Anmeldung zur Abschluss-Prüfung

Bis zum o.g.Termin sind folgende Unterlagen einzureichen:

  • vollständiger Ausbildungsnachweis (früher: Berichtsheft) mit Unterschrift des Ausbilders
  • Bescheinigung über die Teilnahme an der Zwischenprüfung
  • Tabellarischer Lebenslauf (nicht handschriftlich erforderlich)
  • Angaben über die Fehlzeiten in der tierärztlichen Praxis mit Unterschrift des Ausbilders
  • ggf. weitere Ausbildungs- und Tätigkeitsnachweise
  • ggf. Bescheinigung über Art und Umfang einer Behinderung
Freistellung der Auszubildenden

Die Auszubildenden sind gem. § 2 j) Ausbildungsvertrag vom Ausbilder für die Teilnahme an der AP sowie für den Arbeitstag, der der schriftlichen AP unmittelbar vorausgeht, freizustellen (§ 15 BBiG, § 9 JArbSchG).

Arbeitszeit

„Ausbildungszeit“ ist gesetzlich geregelt

  • im Arbeitszeitgesetz (ArbZG) dies gilt für alle Azubis + Arbeitnehmer ab 18 Jahre
  • im Jugendarbeitsschutzgesetz (JArbSchG) dies gilt für minderjährige Azubis + Arbeitnehmer

Arbeitszeit § 2 Abs. 1 ArbZG: ist die Zeit von Beginn bis Ende der Arbeit ohne die Ruhepausen

max. tägl. / wöchentl.
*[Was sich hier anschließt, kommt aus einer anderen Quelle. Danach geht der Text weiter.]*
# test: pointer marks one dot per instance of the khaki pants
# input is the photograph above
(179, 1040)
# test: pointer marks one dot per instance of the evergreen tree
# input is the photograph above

Arbeitszeit

für Volljährige § 3 ArbZG: maximal 8 h tgl., Mo – Sa = 6 Tage = 48 h

für Minderjährige § 8 JArbSchG: maximal 8 h tgl., max. 5 Tage = 40 h ( § 15 JArbSchG)

max. Arbeitstage

für Volljährige 6-Tage-Woche

für Minderjährige § 15 JArbSchG: 5-Tage-Woche

Arbeitsfreie Tage:

für Volljährige § 9 ArbZG Sonn- u. Feiertagsruhe

für Minderjährige

§ 16 JArbSchG Samstagsruhe

§ 17 JArbSchG Sonntagsruhe

§ 18 JArbSchG Feiertagsruhe

Ruhepausen (während der tgl. Arbeitszeit)

für Volljährige § 4 ArbZG

für Minderjährige § 11 JArbSchG

Ruhezeit (zwischen Ende der tgl.Arbeitszeit + Wiederaufnahme am nächsten Tag)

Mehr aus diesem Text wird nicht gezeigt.